For $x \in R, x \neq 0$, if $y(x)$ is differentiable function such that $x \int\limits_1^x y(t) d t=(x+1) \int\limits_1^x t y(t) d t$, then $y(x)$ equals (where C is a constant).

$\frac{C}{x^3} e^{-1 / x}$

We have,

$x \int\limits_1^x y(t) d t=(x+1) \int\limits_1^x t y(t) d t$               .....(i)

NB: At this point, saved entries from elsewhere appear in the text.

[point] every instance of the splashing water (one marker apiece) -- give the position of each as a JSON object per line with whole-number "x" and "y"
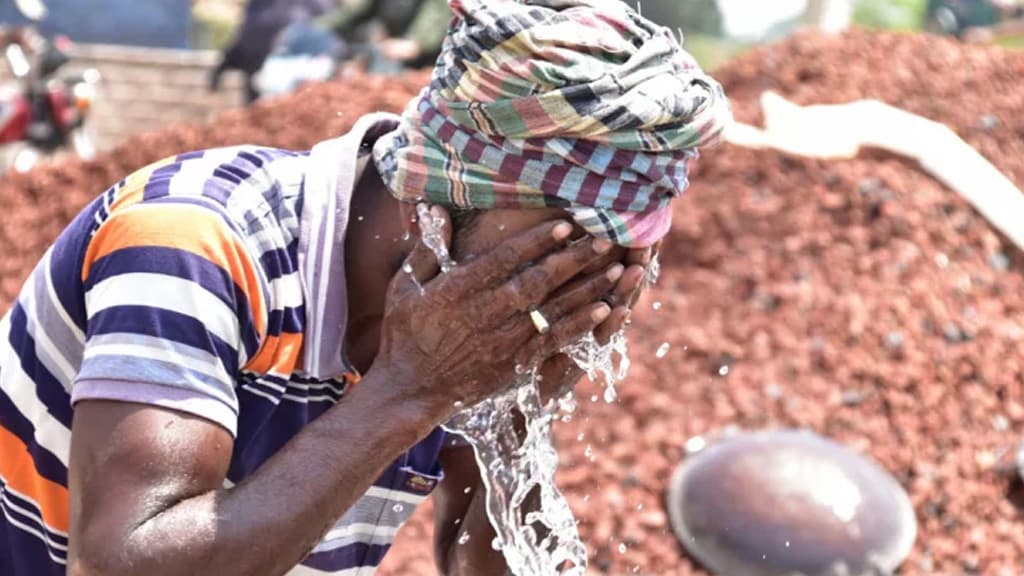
{"x": 653, "y": 273}
{"x": 431, "y": 228}
{"x": 510, "y": 435}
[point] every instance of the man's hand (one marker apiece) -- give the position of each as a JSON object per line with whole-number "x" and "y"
{"x": 459, "y": 500}
{"x": 460, "y": 338}
{"x": 559, "y": 373}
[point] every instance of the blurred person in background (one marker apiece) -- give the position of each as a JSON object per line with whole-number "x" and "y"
{"x": 409, "y": 33}
{"x": 263, "y": 22}
{"x": 976, "y": 21}
{"x": 238, "y": 361}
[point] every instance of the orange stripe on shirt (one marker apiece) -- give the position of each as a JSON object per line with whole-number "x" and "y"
{"x": 193, "y": 229}
{"x": 131, "y": 192}
{"x": 278, "y": 355}
{"x": 19, "y": 472}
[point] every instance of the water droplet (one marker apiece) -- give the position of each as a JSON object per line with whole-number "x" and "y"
{"x": 695, "y": 444}
{"x": 609, "y": 395}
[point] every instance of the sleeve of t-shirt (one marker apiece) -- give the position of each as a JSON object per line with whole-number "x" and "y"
{"x": 173, "y": 305}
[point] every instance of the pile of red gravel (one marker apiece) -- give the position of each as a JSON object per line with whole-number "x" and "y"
{"x": 859, "y": 298}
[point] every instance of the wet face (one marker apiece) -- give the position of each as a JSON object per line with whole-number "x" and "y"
{"x": 481, "y": 231}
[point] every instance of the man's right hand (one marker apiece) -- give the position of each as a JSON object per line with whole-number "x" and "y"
{"x": 460, "y": 339}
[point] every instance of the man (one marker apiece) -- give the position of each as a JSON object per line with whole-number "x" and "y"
{"x": 238, "y": 361}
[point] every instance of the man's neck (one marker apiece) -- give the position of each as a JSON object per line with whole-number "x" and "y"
{"x": 374, "y": 252}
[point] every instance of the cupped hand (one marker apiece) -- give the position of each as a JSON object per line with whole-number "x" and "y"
{"x": 559, "y": 373}
{"x": 458, "y": 337}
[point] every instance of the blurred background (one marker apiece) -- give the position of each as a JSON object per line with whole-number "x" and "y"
{"x": 156, "y": 59}
{"x": 867, "y": 295}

Differentiating with respect to $x$, we get

$\int\limits_1^x y(t) d t+x y(x)=\int\limits_1^x t y(t) d t+(x+1) x y(x)$

$\Rightarrow \int\limits_1^x y(t) d t=\int\limits_1^x t y(t) d t+x^2 y(x)$

Differentiating with respect to $x$, we get

$y(x)=x y(x)+x^2 \frac{d y}{d x}(x)+2 x y(x)$

$\Rightarrow (1-3 x) y(x)=x^2 \frac{d}{d x}(y(x))$

$\Rightarrow \left(\frac{1}{x^2}-\frac{3}{x}\right) d x=\frac{d(y(x))}{y(x)}$

Integrating, we obtain

$-\frac{1}{x}-3 \log x=\log y(x)+\log K$

$\Rightarrow -\frac{1}{x}=\log \left(K x^3 y(x)\right)$

$\Rightarrow K x^3 y(x)=e^{-1 / x} \Rightarrow y(x)=\frac{1}{K x^3} e^{-1 / x} \Rightarrow y(x)=\frac{C}{x^3} e^{-1 / x}$